Críticas de ex-porta-voz a Bolsonaro reflete insatisfação militar
Foto: Isac nobrega/pr
Recém-exonerado pelo presidente Jair Bolsonaro, depois de ficar quase o ano inteiro sem promover as tradicionais coletivas de imprensa diárias no Palácio do Planalto, o general Otávio Rêgo Barros, ex-porta-voz da Presidência, voltou a ser o centro das atenções em Brasília. E em um ponto delicado: a atuação dos militares na agenda política nacional.

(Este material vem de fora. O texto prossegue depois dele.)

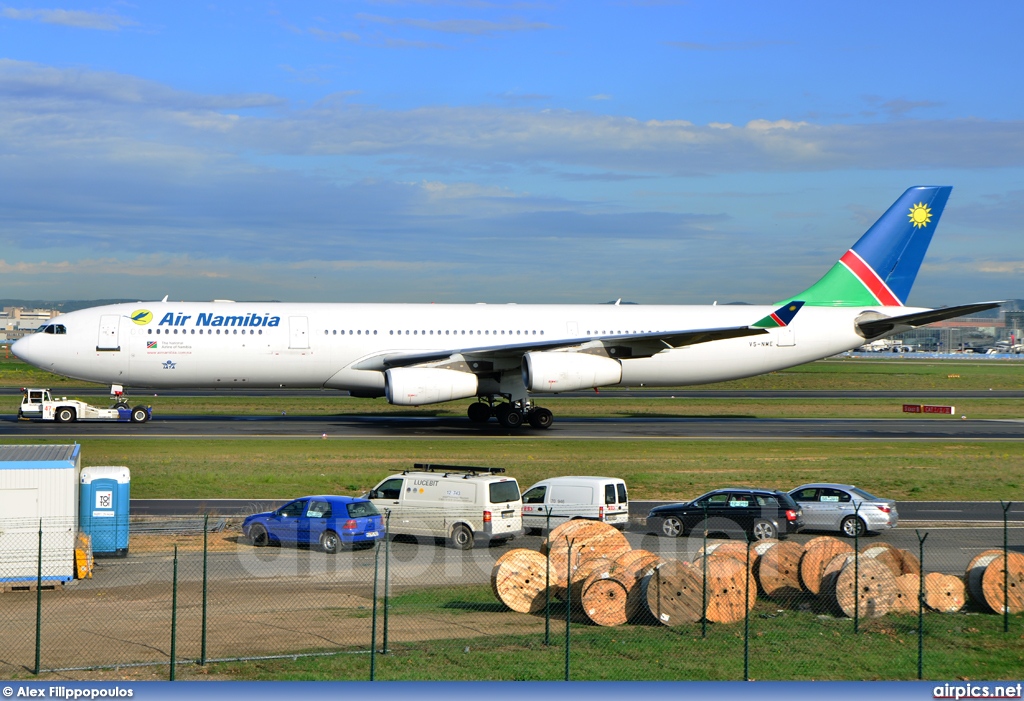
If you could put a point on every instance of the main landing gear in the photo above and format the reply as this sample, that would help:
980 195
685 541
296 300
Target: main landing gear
511 414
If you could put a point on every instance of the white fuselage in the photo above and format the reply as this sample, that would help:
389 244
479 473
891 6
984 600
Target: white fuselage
227 344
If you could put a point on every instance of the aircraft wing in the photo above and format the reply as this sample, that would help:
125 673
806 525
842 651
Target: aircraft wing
623 345
881 325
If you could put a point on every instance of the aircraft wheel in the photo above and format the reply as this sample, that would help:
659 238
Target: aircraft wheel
509 417
479 412
541 418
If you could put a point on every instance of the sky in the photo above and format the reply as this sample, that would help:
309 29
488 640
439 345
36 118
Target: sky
468 150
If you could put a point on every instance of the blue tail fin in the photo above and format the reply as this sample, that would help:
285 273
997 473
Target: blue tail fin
881 267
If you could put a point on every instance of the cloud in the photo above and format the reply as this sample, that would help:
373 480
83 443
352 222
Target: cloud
76 18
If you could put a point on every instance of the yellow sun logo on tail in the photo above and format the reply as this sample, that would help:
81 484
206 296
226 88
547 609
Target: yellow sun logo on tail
921 215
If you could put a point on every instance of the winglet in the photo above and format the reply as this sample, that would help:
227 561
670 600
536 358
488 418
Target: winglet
780 317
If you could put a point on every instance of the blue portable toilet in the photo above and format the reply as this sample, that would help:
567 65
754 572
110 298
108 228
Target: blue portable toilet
103 509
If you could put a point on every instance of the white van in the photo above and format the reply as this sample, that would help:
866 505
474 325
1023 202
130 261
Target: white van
600 498
460 504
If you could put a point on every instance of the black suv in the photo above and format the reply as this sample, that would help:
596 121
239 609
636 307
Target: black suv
758 514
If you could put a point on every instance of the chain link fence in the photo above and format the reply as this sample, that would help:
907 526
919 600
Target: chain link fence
582 602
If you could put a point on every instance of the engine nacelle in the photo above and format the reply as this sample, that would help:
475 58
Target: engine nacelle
416 386
568 371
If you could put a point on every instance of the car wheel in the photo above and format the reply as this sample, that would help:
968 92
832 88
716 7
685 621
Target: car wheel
330 542
258 536
853 526
462 537
764 529
672 527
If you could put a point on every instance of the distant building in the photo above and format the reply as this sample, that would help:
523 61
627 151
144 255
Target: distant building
18 321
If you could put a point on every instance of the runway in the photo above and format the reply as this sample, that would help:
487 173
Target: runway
630 428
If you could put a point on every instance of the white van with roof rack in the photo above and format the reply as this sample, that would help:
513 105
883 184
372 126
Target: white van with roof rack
564 498
460 504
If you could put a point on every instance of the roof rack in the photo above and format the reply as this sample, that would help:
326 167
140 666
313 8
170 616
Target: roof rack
426 467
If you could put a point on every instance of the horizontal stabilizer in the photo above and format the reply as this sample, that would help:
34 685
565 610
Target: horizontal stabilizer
881 325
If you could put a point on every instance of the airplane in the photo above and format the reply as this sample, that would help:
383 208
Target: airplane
505 354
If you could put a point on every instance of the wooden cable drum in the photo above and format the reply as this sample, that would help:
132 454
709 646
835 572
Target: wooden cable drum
886 554
867 588
603 599
519 580
778 570
630 569
632 566
991 583
589 538
943 592
675 593
975 572
907 588
830 572
599 566
909 564
729 583
818 553
732 549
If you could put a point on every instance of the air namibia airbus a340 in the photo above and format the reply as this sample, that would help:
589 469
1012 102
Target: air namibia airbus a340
502 354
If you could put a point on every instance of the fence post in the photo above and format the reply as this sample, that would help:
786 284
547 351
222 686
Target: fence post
747 618
174 613
704 583
206 533
39 599
568 603
387 564
373 632
1006 566
856 568
921 604
547 585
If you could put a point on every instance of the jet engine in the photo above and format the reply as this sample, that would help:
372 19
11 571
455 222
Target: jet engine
416 386
567 371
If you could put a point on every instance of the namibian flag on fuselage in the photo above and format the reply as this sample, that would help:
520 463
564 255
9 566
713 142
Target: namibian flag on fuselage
880 269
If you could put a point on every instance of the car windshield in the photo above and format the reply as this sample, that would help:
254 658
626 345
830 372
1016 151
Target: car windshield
358 509
864 494
504 491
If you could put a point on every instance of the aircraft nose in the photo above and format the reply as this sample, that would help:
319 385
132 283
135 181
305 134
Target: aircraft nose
24 349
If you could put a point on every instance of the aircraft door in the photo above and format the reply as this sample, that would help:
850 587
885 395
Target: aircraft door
109 336
298 329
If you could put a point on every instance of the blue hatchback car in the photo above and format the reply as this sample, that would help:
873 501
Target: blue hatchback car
331 522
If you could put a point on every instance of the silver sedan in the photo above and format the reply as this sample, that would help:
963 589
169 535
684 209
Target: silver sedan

Em artigo publicado no Correio na última terça-feira, o general discorre sobre políticos que descumprem compromissos de campanha e se inebriam com os encantos do poder. Em analogia com a Roma antiga, Rêgo Barros critica também assessores que, por receio de contrariar o líder e por ambições pessoais, abrem mão da “discordância leal”, elemento essencial no bom funcionamento de um governo.
A mensagem de Rêgo Barros foi elogiada nos meios militares e, embora seja lida como um recado direto ao presidente Jair Bolsonaro, não foi vista com deslealdade. O objetivo, avaliam amigos do general, jamais foi criar celeuma. E sim alertar sobre o perigo de não se dar espaço ao que ele chama de “discordância leal”. É isso que hoje mais incomoda grande parte dos generais e de antigos apoiadores do presidente, que, diante dos novos amigos do Centrão, deixa de lado aqueles que o ajudaram a chegar ao Planalto e apostaram num projeto.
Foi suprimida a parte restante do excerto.